Now, the most important question: How do you keep your triglyceride levels low? This question is often not well addressed in a physician’s office either, unfortunately. However, you can use the same methods that lower your cholesterol in order to help lower your triglyceride levels as well. But while incorporating these tips into your lifestyle, do not forget that once sugar and fat comes together, it will form triglycerides. So, be sure to separate them as much as possible while eating. A healthy diet mindful of cholesterol, which is one low in saturated fats, along with exercise can help to reduce high triglycerides.
In order to lower your triglycerides, start a weight loss plan that is suitable for you. Eat less by having smaller portions, limit high calorie foods, especially sugary foods, avoid consuming fruit juice, limit unhealthy fats especially trans fat – in fact, cut these fats out of your diet altogether – and limit alcohol, which really has a striking affect on your triglyceride levels. Start walking and be more active as well. Research has shown that about three hours of moderate exercise per week will reduce your triglyceride levels. I highly recommend you stop smoking as well.

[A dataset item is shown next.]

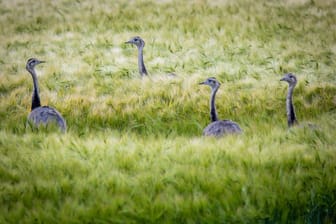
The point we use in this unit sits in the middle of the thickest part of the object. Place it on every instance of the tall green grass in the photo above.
(134, 152)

If you want to know what to eat, then use the following list as a basic guide:
Salmon: It is full of protein and Omega-3 fatty acids. Research has shown that consuming salmon might help lower your triglycerides and also fight hunger.
Beans: Legumes and beans are full of protein, fiber and flavor. Fiber cleans the fat from your intestinal wall, which reduces the absorption of fat and helps to slow digestion so that you feel fuller for longer.
Fruit: Not to be confused with fruit juice. Research has demonstrated that more fresh produce in your diet is linked to lower levels of triglycerides, especially the fruit that is rich in fiber such as apples and berries.
Olive oil: This golden oil is rich in monounsaturated fats, which help lower the triglycerides in your blood. I encourage you to replace vegetable shortening with pure olive oil or extra virgin olive oil in your home.